21 ottobre 2018
Aggiornato 16:30

Israele "Stato nazione del popolo ebraico": approvata la controversa legge di Netanyahu

Il Parlamento israeliano ha approvato la legge che definisce Israele come "Stato nazione del popolo ebraico"
Il premier israeliano Benjamin Netanyahu
Il premier israeliano Benjamin Netanyahu (EPA/RONEN ZVULUN)

TEL AVIV - Il Parlamento israeliano ha approvato la legge che definisce Israele come "Stato nazione del popolo ebraico", incluso un articolo controverso che mira ad assicurare nuovi insediamenti per gli ebrei. Questo testo, adottato con 62 voti contro 55, stabilisce in particolare che l'ebraico diventa l'unica lingua ufficiale di Israele - mentre l'arabo in precedenza aveva uno status identico - e dichiara che "gli insediamenti ebraici (in Israele) sono nell'interesse nazionale".

La soddisfazione di Netanyahu
Il primo ministro Benjamin Netanyahu ha accolto con favore questo voto. "Questo è un momento decisivo nella storia dello Stato di Israele che certifica la nostra lingua, il nostro inno e la nostra bandiera", ha proclamato dopo il voto. Il testo modificato afferma che "lo Stato ritiene che lo sviluppo degli insediamenti ebraici sia nell'interesse nazionale e che lo Stato adotterà misure per incoraggiare, promuovere e servire questo interesse".

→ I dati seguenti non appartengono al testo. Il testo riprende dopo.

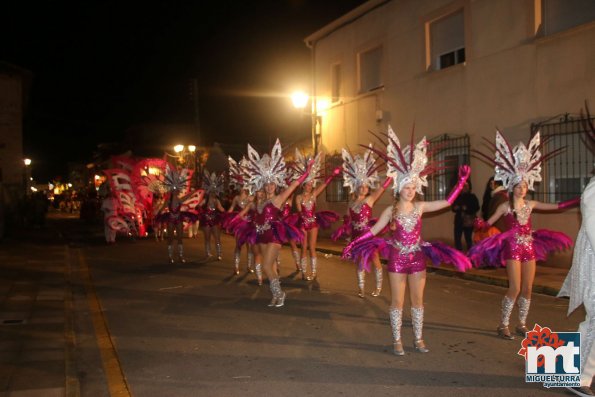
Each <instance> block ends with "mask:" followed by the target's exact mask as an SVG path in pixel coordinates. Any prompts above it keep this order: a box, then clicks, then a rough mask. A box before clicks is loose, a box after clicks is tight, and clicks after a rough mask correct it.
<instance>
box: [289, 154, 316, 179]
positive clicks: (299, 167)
mask: <svg viewBox="0 0 595 397" xmlns="http://www.w3.org/2000/svg"><path fill="white" fill-rule="evenodd" d="M311 160H312V158H311V157H309V156H304V154H303V153H302V152H301V151H300V150H299V149H298V148H295V161H294V162H293V165H292V170H293V172H292V175H291V180H292V181H293V180H296V179H298V178H299V177H301V176H302V175H304V173H305V172H306V170H307V169H308V163H310V161H311ZM321 163H322V161H321V153H320V152H319V153H318V154H317V155H316V156H315V157H314V163H313V164H312V168H311V169H310V172H309V173H308V177H307V178H306V179H305V180H304V181H303V182H302V185H305V184H307V183H310V182H312V186H316V184H317V183H318V179H319V178H320V168H321V165H322V164H321Z"/></svg>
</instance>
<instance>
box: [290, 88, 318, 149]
mask: <svg viewBox="0 0 595 397" xmlns="http://www.w3.org/2000/svg"><path fill="white" fill-rule="evenodd" d="M309 101H310V97H309V96H308V94H306V93H305V92H303V91H297V92H294V93H293V94H291V102H292V103H293V107H295V108H296V109H300V110H304V109H305V108H306V106H307V105H308V102H309ZM303 114H304V115H307V116H309V117H310V133H311V135H312V150H313V151H314V155H315V156H316V154H317V153H318V138H319V136H320V133H319V131H317V130H316V129H317V126H318V125H319V123H320V119H319V117H318V116H317V115H316V112H315V111H314V105H312V108H311V110H310V112H306V111H304V113H303Z"/></svg>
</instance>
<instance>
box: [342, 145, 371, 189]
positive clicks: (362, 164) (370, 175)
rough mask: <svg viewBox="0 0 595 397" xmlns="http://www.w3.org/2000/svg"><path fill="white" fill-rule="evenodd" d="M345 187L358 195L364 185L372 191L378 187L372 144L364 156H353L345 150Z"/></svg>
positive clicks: (343, 178)
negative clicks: (359, 189) (359, 191)
mask: <svg viewBox="0 0 595 397" xmlns="http://www.w3.org/2000/svg"><path fill="white" fill-rule="evenodd" d="M341 154H342V157H343V186H347V187H349V191H350V192H351V193H356V192H357V189H359V187H360V186H362V185H367V186H368V187H369V188H370V189H376V188H377V187H378V182H379V180H378V168H380V166H376V158H375V157H374V153H373V152H372V144H370V145H369V146H368V148H367V150H366V152H365V153H364V156H363V157H362V156H360V155H359V154H356V155H355V156H352V155H351V153H349V151H347V150H346V149H343V151H342V153H341Z"/></svg>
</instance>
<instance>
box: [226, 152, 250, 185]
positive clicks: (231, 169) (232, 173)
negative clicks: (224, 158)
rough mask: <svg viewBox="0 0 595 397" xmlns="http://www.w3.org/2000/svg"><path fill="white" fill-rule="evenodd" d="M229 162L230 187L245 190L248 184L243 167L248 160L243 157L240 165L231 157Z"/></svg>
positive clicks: (229, 181)
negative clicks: (244, 186)
mask: <svg viewBox="0 0 595 397" xmlns="http://www.w3.org/2000/svg"><path fill="white" fill-rule="evenodd" d="M227 160H228V161H229V186H231V187H232V188H234V189H236V190H239V189H243V188H244V184H245V182H246V178H245V175H244V170H243V166H245V164H246V162H247V160H246V158H245V157H242V160H240V162H239V163H238V162H237V161H235V160H234V159H233V158H231V156H230V157H228V158H227Z"/></svg>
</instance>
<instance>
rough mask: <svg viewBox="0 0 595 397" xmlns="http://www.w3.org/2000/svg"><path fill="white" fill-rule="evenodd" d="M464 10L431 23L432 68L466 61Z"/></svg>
mask: <svg viewBox="0 0 595 397" xmlns="http://www.w3.org/2000/svg"><path fill="white" fill-rule="evenodd" d="M464 22H465V21H464V17H463V10H459V11H457V12H455V13H454V14H450V15H447V16H445V17H443V18H440V19H438V20H436V21H434V22H432V23H431V24H430V30H429V34H430V54H431V65H430V66H431V69H433V70H440V69H444V68H447V67H450V66H454V65H457V64H459V63H463V62H465V25H464Z"/></svg>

Più soft della prima versione
Nella versione precedente, il disegno di legge menzionava la possibilità di creare località riservate esclusivamente agli ebrei, che escludevano i cittadini arabi israeliani, che costituiscono il 17,5% del totale della popolazione israeliana. Questa formulazione aveva suscitato un'ondata di critiche, tra cui quelle del presidente Reuven Rivlin, del procuratore generale Avishai Mandelblit e della delegazione dell'Ue in Israele a causa della sua natura discriminatoria.